A Washington County man charged with throwing a bucket of corrosive drain cleaner on his wife and children yesterday lost his bid to visit his children.

Washington County Common Pleas Judge Debbie O’Dell Seneca denied John Stasko Jr.’s request to visit his three children, Heather, 11, John III, 9, and Steven, 4. The youngest boy was not hit by the chemical, which police said contained sulfuric acid.

Stasko, 42, is a former convict who served 17 years in prison for the 1975 stabbing death of Bernadette Demeter, 20, a former girlfriend who wanted to end their relationship.

He was released from prison in 1992 and married Susan Stasko. Later, she too wanted to end the relationship.   On March 17, when Susan Stasko rebuked his attempts to persuade her to stay with him, Stasko threw a bucket of drain cleaner on her while she was playing with her children in their Coal Center home.

The fluid caused third-degree burns to Susan Stasko’s face, back, legs and an arm, and it has caused blindness in one eye.   Susan Stasko spent 66 days in the burn unit at Mercy Hospital.

John Stasko is being held in the Washington County Jail on charges of attempted homicide, aggravated assault, reckless endangerment and endangering the welfare of children.

He had petitioned Washington County Common Pleas Court for visitation rights. At a hearing yesterday Seneca heard testimony from Dr. Timothy Landis, a psychiatrist who examined the children on behalf of Susan Stasko.

While the children are recovering from the physical scars caused by the drain cleaner, Landis said, it could be six months before they overcome the emotional trauma. Then they may be able to visit their father without any further harmful emotional affects.

The children did not testify yesterday. But at the Dec. 14 session, Seneca spoke with them in her chambers and considered their responses in her ruling yesterday, said a spokeswoman in her office.

Seneca said two of the children told her that they wanted to see their father. Heather said her mother would have to be present if that happened.

Dr. Timothy Landis, a University of Pittsburgh psychiatrist who interviewed the children, said John told him that seeing his father would make him “too sad.”

John Stasko is scheduled for trial Feb. 6 on the criminal charges before Judge Thomas D. Gladden, who presided and sentenced Stasko in the 1975 homicide.

Stasko has testified that he suffers from depression and that since June, he had been prescribed Prozac as part of his treatment.

Stasko, through the Washington County public defender’s office, has filed notice that he plans a defense claiming insanity or infirmity, said Assistant District Attorney Paul Petro.

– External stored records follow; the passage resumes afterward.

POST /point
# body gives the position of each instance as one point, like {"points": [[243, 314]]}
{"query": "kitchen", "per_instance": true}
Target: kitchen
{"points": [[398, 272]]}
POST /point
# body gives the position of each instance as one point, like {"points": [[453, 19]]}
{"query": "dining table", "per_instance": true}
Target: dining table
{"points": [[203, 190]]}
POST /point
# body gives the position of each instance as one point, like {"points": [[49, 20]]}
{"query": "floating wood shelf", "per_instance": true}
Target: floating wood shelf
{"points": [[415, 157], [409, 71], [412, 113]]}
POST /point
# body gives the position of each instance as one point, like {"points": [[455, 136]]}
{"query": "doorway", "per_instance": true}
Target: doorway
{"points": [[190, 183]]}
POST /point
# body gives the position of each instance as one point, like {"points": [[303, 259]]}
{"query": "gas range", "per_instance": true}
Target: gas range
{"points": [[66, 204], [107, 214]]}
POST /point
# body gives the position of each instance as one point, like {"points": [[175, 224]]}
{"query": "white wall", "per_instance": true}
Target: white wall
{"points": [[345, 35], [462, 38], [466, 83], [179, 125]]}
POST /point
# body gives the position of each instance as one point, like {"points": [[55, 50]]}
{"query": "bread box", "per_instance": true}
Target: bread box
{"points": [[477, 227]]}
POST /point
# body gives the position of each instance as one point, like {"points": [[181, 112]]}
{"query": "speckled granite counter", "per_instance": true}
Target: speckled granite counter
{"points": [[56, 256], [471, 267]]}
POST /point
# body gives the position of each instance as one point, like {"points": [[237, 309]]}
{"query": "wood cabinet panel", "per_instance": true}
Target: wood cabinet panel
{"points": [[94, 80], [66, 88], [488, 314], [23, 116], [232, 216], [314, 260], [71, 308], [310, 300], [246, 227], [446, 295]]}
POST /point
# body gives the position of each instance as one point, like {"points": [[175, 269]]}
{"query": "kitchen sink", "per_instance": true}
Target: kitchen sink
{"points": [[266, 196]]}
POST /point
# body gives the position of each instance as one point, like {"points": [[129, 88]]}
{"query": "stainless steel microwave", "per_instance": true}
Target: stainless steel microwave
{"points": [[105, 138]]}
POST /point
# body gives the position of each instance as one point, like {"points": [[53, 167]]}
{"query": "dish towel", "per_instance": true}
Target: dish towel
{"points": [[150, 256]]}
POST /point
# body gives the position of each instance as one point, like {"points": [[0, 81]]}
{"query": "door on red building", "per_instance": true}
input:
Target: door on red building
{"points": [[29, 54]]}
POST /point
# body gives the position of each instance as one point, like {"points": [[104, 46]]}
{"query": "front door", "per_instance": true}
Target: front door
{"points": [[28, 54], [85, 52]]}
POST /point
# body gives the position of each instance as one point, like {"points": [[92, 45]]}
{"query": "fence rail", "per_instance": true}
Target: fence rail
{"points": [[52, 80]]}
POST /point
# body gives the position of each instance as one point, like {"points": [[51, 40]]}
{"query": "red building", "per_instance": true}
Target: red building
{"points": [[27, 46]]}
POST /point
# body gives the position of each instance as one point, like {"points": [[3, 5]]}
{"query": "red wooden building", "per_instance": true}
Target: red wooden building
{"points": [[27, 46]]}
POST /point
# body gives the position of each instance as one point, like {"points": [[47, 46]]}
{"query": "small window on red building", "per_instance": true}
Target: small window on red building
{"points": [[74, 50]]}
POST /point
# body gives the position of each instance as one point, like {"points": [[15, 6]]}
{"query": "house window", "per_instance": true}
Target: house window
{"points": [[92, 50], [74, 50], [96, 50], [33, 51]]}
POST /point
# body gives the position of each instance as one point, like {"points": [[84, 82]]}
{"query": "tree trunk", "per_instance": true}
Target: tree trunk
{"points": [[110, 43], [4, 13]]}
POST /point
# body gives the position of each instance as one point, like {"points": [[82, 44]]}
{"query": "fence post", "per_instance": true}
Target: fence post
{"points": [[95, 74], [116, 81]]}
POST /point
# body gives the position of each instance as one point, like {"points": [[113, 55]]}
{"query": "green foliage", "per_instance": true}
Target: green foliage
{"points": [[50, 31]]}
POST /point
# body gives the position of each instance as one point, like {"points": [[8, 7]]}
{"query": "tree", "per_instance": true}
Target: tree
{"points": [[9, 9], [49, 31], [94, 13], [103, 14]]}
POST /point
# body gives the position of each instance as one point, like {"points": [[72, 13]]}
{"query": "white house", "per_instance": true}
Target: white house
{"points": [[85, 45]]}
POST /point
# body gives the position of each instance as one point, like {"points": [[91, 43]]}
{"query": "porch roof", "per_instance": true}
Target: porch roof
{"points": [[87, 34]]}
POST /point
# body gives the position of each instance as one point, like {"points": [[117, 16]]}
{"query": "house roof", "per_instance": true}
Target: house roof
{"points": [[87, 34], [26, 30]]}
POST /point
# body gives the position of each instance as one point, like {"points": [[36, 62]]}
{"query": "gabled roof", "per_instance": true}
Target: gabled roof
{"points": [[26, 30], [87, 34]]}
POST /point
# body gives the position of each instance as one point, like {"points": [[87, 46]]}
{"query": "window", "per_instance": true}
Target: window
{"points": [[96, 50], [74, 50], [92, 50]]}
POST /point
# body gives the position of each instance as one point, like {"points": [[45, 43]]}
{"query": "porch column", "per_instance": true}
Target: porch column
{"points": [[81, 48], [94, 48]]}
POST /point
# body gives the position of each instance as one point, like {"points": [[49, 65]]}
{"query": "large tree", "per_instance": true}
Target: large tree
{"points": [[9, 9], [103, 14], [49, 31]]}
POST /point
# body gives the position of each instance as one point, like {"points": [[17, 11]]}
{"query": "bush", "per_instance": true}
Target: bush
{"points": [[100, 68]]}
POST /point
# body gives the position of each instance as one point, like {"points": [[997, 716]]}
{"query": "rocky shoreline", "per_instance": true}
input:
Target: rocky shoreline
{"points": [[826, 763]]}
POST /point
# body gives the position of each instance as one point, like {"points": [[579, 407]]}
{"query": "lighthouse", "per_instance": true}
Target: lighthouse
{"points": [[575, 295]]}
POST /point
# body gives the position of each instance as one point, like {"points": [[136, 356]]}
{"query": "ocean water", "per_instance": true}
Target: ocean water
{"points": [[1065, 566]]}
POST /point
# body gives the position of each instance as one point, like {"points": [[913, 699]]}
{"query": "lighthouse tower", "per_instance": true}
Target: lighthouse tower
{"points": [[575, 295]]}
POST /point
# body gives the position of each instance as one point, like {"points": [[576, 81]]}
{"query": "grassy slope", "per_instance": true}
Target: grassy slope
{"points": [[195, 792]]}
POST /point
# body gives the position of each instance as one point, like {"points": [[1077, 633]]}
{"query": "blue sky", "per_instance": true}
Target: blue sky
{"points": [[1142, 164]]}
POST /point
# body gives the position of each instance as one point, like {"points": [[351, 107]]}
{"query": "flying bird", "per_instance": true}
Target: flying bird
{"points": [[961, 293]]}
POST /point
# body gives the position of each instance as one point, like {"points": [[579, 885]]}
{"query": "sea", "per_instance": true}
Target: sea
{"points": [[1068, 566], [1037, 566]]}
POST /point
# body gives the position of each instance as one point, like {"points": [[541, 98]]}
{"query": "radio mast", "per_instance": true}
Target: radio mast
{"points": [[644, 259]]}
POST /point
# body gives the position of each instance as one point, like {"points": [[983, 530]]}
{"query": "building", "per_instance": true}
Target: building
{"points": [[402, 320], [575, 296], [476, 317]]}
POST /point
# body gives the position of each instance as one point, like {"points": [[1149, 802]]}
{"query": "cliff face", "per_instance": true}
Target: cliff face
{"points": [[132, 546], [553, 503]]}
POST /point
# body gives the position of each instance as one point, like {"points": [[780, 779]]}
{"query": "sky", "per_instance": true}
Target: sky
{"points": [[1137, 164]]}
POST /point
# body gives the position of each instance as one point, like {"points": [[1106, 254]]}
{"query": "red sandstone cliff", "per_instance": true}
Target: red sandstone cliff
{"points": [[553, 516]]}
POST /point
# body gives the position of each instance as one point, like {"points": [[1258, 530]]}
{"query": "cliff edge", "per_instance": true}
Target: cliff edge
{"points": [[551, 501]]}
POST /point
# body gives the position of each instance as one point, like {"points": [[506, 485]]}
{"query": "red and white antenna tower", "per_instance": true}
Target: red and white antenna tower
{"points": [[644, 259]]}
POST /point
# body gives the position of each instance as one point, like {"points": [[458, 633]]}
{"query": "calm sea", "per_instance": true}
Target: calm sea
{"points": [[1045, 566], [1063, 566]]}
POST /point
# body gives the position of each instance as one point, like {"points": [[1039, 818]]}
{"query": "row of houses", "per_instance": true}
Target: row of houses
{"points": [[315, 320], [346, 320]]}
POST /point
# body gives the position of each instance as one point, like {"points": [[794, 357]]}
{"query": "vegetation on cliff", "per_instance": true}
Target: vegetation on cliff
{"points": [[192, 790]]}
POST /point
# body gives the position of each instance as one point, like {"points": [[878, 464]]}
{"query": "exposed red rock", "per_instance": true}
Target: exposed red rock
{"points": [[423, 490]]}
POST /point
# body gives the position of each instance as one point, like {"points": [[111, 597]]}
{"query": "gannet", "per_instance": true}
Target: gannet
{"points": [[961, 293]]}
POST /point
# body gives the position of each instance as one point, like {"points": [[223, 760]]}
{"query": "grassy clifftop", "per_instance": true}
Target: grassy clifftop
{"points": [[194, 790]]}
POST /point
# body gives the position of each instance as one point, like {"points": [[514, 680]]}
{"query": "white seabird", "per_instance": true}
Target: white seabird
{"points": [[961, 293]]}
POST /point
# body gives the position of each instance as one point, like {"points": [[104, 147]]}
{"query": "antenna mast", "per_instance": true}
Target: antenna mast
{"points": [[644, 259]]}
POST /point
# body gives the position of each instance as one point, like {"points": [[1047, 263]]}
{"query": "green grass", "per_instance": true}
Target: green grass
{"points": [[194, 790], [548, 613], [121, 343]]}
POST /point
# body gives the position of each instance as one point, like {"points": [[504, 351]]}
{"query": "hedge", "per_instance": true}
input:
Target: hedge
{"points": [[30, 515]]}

Seneca said she ruled against the visits in part because the children could be witnesses at the trial. She said she is also concerned about Stasko’s statement that he has been depressed recently.

Stasko said he will continue to seek custody of the children as his trial date approaches. He last saw them 10 months ago.

Susan Stasko is awaiting extensive plastic surgery on her face. She also has testified that she has to be fitted with a glass eye because Stasko tried to gouge her eye out while he beat her after dousing her with the drain cleaner. She opposes any visitation for John Stasko.

Correction: CORRECTION/CLARIFICATION * * The following CORRECTION/CLARIFICATION appeared on December 29, 1994: John Stasko spent nearly eight years in prison for killing his former girlfriend and was released in December 1982. Two Post-Gazette articles — on Dec. 15 and 28 — regarding his petition in Washington County seeking visitation rights with his children after being charged with throwing drain cleaner on them and his wife reported an incorrect period of his prison time served. The Associated Press contributed to this report.